Disamping itu mentan juga mengungkap fakta dibalik persoalan pelik di sektor pertanian yg tidak hanya terbatas pada masalah tanam saja melainkan serangan-serangan mafia disekeliling kita perlu diwaspadai. Selain itu, kemudahan birokrasi, pemutusan rantai distribusi yg lebih singkat juga sangat mempengaruhi harga dan kualitas komoditas pertanian.

Sementara bagi para Peneliti mentan sangat mengharapkan kontribusi peneliti untuk menghasilkan riset yang terbaik sehingga mampu menghasilkan inovasi yang dapat meningkatkan nilai jual produk produk pertanian.

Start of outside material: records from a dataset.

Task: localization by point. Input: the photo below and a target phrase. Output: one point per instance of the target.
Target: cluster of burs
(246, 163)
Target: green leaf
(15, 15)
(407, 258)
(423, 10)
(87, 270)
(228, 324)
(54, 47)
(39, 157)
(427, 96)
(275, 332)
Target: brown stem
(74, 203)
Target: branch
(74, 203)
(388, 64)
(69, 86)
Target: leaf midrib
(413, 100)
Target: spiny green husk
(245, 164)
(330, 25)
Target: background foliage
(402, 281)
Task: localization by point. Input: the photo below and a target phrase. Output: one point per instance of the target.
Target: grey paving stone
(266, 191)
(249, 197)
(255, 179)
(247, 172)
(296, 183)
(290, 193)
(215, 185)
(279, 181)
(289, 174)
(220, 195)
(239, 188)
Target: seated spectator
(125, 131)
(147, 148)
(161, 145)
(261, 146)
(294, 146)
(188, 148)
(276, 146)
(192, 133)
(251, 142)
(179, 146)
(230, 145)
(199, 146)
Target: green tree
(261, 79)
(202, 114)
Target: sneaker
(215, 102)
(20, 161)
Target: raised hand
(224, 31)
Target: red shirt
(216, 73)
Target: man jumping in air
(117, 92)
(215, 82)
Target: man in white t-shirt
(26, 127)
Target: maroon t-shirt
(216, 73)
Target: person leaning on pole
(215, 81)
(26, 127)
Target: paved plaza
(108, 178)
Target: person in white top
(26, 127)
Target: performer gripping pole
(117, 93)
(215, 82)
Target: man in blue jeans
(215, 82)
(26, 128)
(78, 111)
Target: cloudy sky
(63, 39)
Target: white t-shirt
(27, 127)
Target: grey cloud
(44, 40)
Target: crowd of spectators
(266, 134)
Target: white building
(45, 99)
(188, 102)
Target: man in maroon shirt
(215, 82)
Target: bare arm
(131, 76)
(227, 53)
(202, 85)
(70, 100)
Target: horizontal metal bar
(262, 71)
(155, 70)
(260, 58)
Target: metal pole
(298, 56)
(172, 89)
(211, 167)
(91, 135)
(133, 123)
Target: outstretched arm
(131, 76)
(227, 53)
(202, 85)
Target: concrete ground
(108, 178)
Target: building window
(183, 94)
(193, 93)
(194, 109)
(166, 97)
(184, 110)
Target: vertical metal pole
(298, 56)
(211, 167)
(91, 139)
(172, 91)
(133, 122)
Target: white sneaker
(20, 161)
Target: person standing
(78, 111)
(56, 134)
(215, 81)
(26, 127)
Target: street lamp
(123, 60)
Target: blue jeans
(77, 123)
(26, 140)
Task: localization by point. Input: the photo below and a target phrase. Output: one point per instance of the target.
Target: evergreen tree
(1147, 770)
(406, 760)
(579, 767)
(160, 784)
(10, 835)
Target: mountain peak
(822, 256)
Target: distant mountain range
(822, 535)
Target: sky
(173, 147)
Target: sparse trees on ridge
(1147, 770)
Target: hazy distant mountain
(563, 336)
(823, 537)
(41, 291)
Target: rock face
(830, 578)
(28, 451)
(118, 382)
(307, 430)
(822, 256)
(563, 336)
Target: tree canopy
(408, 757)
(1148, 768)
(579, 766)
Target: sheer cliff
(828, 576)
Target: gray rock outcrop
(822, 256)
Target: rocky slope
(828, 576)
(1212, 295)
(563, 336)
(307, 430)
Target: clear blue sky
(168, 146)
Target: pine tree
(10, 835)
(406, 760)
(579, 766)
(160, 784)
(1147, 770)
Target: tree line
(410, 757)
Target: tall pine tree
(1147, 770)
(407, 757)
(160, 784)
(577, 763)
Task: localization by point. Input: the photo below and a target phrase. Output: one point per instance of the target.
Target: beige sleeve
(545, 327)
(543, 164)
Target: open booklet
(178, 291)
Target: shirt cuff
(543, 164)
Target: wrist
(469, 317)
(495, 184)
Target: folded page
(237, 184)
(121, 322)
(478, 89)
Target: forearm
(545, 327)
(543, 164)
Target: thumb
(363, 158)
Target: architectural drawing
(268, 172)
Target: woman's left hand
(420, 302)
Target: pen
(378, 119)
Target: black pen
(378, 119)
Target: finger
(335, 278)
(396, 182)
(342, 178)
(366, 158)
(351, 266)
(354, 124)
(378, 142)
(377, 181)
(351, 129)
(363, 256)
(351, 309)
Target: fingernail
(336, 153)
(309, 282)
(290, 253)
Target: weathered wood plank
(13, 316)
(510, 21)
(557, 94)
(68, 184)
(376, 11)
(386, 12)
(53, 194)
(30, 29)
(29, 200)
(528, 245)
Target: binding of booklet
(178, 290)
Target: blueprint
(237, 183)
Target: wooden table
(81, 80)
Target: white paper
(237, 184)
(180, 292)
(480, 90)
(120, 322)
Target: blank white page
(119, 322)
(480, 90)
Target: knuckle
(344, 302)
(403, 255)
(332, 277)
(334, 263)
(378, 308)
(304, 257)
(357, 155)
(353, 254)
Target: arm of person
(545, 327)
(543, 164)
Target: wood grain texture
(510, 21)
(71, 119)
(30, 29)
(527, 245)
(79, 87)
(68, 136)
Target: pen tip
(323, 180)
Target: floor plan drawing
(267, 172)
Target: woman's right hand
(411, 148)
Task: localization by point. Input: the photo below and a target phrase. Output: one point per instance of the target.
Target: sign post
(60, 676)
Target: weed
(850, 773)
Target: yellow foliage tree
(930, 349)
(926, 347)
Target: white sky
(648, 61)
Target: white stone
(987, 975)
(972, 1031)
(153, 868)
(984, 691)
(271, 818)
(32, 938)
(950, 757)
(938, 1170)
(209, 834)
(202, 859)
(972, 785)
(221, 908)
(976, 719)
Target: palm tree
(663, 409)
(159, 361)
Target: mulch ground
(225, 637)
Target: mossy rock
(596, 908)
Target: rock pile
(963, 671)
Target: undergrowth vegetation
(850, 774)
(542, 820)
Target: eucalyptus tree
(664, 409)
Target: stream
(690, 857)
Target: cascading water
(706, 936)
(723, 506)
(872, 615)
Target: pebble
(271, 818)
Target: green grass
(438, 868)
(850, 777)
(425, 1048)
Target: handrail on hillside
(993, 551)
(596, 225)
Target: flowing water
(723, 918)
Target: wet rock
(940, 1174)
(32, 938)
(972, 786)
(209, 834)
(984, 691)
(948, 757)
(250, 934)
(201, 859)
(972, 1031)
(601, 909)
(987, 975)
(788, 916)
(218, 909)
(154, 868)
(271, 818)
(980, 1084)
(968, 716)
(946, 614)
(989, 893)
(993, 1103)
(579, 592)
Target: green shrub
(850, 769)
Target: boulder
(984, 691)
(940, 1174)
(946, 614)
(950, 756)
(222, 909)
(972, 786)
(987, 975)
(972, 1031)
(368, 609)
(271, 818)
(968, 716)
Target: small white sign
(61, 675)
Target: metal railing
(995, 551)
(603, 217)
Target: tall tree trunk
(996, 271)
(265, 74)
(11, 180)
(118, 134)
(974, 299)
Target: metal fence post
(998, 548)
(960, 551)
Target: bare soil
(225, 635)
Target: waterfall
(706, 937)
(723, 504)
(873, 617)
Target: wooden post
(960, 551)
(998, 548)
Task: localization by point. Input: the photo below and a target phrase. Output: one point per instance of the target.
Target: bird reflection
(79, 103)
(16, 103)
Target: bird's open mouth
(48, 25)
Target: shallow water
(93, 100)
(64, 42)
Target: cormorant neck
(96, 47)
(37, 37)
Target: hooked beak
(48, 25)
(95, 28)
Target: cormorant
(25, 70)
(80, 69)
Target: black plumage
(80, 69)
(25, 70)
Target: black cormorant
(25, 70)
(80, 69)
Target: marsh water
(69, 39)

Selain itu, Kerjasama seluruh komponen sangat diperlukan, terutama peran pemerintah daerah. Setiap provinsi harus memiliki simbol yg menunjukkan identitas komoditas unggulan di wilayahnya semisal Jawa Timur dengan jeruknya, Sulawesi Selatan dengan Jagungnya, Lampung dengan Nanasnya, NTT dengan Sapinya dan sebagainya.

Dalam kunjungan lapang menteri memberikan apresisi kepada tenaga hononer yg telah mengabdi dengan dedikasi yg tinggi. Dalam kesempatan tersebut mentan membagikan Ayam KUB kepada para tenaga honorer yg disambut tepuk tangan meriah para peserta pertemuan.